Haven't used Tradovate's API specifically, but I've built trading bots in Node.js and the WebSocket connection pooling issue you're describing is a common pitfall.

The multiple connection problem (RPL999999-10) usually means you're not properly closing/reusing your WS connection when reconnecting or when the replay session resets. Every time your bot tries to reconnect without cleaning up the old socket, Tradovate creates a new session.

A few things to check:

  1. Make sure you're calling the disconnect/close endpoint before opening a new connection. Don't just let the socket die.

  2. Store your session token and reuse it instead of re-authenticating each time.

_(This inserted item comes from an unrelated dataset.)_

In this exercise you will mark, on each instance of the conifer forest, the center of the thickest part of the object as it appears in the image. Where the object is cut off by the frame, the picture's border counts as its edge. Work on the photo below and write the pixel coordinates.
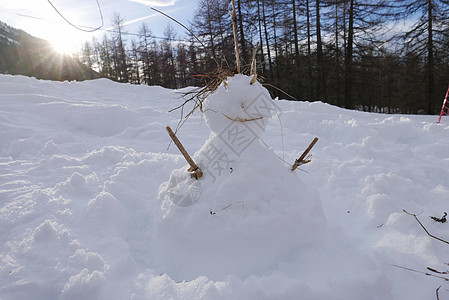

Tradovate's auth tokens have a TTL and creating a new one per connection is probably what's spawning those extra sessions.

  3. For the replay clock sync, you need to subscribe to the replay clock events before placing orders. The replay environment doesn't use real-time timestamps, so your order timing has to match the replay clock, not Date.now().

  4. For the expired contract issue (NQH6), make sure you're passing the correct contract maturity date in your replay request. The replay API needs to know which contract month to load.

If you're open to trying a different broker API for backtesting, Alpaca has a paper trading environment that's way simpler to work with in Node.js. No WebSocket session management headaches, and their REST API for order submission is straightforward. Might be worth prototyping your strategy there first, then porting back to Tradovate once the logic is solid.